Received: May 26, 2022
Peer-review started: May 26, 2022
First decision: June 19, 2022
Revised: June 28, 2022
Accepted: July 25, 2022
Article in press: July 25, 2022
Published online: August 21, 2022
Processing time: 82 Days and 2.6 Hours

ARTICLE HIGHLIGHTS

Research background

Duodenal-jejunal bypass (DJB) induces rapid and significant amelioration of type 2 diabetes mellitus in various diabetic rat models, while the mechanisms have not been fully elucidated. Duodenal SIRT1 regulates hepatic glucose production and hepatic insulin sensitivity through a gut-brain-liver axis, and activation of bile acid (BA) receptors promotes SIRT1 expression in many tissues. This study aimed at uncovering the roles of duodenal BAs and SIRT1 in the diabetic control after DJB.

Research motivation

To expand and deepen our understanding on the mechanisms underlying diabetes control after DJB, and to provide new ideas and targets for the non-surgical treatment of diabetes in the future.

Research objectives

To investigate the effects of DJB on the duodenal BA signaling pathway and SIRT1 expression in a diabetic rat model, and further reveal the roles of BAs in modulating SIRT1 expression in enterocytes.

Research methods

DJB and sham surgeries were performed on rats with diabetes induced by high-fat diet and low-dose streptozotocin.
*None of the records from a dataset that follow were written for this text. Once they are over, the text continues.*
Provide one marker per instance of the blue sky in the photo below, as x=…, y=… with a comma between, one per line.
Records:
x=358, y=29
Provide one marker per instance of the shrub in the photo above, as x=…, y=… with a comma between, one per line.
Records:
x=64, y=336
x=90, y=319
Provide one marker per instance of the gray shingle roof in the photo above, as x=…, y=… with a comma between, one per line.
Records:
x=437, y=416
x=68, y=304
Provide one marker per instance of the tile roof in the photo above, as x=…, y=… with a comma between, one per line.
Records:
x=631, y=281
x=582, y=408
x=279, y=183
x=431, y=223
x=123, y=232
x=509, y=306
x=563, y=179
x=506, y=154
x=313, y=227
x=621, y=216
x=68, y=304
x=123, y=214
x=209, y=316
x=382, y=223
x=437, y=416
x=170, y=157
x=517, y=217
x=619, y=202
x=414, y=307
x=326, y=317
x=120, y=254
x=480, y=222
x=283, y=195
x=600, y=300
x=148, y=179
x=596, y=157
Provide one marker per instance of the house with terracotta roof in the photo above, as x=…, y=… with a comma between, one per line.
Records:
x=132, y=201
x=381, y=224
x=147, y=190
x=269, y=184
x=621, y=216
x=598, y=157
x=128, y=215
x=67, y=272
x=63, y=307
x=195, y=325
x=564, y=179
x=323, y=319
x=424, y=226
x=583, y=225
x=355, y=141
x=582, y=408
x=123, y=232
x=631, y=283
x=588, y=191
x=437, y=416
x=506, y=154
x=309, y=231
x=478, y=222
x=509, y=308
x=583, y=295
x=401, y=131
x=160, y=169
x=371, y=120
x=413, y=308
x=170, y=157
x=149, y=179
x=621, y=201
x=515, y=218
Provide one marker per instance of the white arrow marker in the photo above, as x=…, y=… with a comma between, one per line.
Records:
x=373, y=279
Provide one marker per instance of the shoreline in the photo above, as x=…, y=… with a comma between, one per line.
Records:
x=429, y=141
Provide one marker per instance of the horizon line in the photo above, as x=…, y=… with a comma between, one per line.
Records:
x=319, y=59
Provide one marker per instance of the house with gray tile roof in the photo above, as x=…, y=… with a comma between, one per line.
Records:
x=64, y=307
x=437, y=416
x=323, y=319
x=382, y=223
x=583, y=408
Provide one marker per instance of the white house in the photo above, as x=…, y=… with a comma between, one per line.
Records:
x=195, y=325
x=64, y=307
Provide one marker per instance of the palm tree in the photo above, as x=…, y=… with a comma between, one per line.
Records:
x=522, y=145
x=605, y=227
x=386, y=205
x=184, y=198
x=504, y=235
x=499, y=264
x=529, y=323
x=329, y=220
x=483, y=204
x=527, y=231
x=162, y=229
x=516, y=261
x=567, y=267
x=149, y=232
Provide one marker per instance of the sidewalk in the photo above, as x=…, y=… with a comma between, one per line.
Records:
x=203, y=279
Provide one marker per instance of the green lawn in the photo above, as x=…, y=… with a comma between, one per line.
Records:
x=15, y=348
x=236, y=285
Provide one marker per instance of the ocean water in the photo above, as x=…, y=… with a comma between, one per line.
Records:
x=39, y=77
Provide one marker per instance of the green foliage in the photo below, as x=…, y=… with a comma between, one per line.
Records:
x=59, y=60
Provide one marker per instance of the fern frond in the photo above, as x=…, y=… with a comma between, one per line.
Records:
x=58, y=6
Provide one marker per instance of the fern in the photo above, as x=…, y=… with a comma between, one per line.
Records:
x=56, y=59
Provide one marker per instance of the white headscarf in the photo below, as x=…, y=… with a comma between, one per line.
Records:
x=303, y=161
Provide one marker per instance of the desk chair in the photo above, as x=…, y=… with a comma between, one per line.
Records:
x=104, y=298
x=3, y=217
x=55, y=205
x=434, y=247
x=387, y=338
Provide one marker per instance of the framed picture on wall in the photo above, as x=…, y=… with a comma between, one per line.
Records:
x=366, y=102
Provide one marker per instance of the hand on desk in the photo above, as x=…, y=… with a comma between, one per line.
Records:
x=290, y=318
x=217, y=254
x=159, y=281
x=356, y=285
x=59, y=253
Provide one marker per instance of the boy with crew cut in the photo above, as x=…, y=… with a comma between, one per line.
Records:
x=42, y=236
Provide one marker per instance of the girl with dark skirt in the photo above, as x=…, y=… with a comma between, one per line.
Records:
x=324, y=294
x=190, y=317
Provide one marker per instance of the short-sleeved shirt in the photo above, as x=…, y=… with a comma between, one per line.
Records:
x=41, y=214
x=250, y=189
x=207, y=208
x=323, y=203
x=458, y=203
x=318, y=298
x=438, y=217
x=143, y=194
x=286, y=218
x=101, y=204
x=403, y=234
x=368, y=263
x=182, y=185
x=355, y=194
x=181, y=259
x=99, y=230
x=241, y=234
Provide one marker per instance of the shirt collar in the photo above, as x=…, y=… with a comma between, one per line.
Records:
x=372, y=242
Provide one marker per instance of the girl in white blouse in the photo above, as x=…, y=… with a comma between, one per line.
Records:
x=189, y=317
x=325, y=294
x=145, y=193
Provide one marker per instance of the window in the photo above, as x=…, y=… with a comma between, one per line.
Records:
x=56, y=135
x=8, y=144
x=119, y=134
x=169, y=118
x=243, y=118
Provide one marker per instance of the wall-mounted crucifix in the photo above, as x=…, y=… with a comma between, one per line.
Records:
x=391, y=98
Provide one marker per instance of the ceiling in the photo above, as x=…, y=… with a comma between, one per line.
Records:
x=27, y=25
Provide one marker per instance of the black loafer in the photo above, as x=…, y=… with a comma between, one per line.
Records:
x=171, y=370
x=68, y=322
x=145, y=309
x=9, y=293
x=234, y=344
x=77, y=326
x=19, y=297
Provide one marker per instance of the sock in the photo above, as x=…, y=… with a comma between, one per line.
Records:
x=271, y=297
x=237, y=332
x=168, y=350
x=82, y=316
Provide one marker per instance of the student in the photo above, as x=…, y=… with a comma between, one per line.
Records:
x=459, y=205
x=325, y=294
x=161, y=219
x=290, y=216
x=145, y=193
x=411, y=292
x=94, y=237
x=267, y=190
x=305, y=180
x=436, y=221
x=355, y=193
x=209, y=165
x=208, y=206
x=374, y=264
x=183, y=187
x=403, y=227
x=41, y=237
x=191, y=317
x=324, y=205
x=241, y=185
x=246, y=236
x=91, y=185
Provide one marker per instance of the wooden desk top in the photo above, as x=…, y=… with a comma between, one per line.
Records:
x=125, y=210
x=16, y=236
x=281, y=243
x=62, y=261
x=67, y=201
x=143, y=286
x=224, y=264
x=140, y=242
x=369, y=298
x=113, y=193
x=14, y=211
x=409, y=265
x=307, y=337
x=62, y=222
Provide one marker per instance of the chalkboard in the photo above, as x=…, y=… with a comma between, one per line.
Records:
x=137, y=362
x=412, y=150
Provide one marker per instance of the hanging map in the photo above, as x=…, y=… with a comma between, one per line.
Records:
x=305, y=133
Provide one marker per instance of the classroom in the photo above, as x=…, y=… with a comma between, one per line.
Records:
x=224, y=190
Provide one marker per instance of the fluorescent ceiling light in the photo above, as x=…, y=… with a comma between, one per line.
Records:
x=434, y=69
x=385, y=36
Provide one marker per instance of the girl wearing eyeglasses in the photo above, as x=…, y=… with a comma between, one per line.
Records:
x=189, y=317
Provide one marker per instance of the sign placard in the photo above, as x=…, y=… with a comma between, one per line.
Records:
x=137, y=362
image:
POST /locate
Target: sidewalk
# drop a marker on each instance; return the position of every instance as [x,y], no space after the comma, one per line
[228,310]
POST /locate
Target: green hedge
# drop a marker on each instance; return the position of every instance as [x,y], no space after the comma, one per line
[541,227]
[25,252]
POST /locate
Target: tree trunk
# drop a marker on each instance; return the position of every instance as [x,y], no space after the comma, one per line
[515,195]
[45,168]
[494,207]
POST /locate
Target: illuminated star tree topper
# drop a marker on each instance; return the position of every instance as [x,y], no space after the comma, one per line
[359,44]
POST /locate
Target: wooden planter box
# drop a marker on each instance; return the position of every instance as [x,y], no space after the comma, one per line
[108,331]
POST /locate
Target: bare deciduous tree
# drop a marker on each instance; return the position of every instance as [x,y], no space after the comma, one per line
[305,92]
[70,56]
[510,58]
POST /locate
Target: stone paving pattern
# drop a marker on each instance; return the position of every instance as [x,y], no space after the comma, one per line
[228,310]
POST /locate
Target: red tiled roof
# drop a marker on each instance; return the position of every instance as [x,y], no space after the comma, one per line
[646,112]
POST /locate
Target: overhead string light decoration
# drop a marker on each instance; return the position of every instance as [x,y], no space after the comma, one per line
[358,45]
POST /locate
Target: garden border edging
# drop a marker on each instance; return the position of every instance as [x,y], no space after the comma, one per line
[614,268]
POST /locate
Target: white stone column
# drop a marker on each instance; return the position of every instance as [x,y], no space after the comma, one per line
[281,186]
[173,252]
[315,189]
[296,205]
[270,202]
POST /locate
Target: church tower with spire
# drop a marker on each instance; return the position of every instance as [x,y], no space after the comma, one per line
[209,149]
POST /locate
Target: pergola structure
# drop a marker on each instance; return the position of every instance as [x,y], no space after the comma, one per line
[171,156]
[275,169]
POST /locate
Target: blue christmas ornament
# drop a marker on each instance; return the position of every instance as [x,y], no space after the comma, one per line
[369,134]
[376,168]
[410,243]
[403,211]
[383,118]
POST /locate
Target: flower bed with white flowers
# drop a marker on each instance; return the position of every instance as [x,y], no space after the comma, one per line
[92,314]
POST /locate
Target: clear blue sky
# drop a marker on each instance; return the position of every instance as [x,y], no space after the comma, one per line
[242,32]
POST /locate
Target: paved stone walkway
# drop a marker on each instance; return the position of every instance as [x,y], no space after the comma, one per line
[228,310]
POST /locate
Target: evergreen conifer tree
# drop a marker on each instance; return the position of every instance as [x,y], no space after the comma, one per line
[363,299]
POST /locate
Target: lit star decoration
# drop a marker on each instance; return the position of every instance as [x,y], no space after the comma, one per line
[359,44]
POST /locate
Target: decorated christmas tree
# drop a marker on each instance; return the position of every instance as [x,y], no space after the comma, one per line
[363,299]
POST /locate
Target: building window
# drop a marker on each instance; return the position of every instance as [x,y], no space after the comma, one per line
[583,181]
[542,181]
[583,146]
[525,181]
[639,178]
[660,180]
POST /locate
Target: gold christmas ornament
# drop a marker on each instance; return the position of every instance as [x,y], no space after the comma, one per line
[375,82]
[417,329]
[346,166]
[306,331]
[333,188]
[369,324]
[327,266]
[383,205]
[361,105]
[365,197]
The effects of surgeries on metabolic parameters were compared accordingly. The intraduodenal BA concentration, the key genes of BA signaling pathway and SIRT1 in the duodenal mucosa were evaluated 8 wk postoperatively. Rat small intestine epithelial IEC-6 cells were treated with GW4064 and INT-777 to verify the effects of BA receptor activation on SIRT1 expression in enterocytes.

Research results

DJB rapidly and dramatically improved glucose homeostasis in the diabetic rats independently of body weight and food intake. DJB increased both systemic and intraduodenal total BAs, activated the BA signaling pathway and promoted SIRT1 expression in the duodenum mucosa. Activation of BA receptors including farnesoid X receptor and Takeda G-protein-coupled receptor 5 increased the mRNA and protein expression of SIRT1 in IEC-6 cells.

Research conclusions

DJB increases intraduodenal BA levels and activates the duodenal BA signaling pathway, which may further contribute to the improved hepatic insulin resistance and glucose homeostasis by upregulating SIRT1 expression in the duodenal mucosa.

Research perspectives

Our findings provide evidence that BA-mediated upregulation of SIRT1 in the duodenum contributes to the diabetic control after DJB. This study also implicates that duodenal BAs and SIRT1 might be potential targets for improving hepatic insulin sensitivity and systemic glucose homeostasis, which lays the groundwork for developing duodenal BA and SIRT1-specific treatments to alleviate diabetes.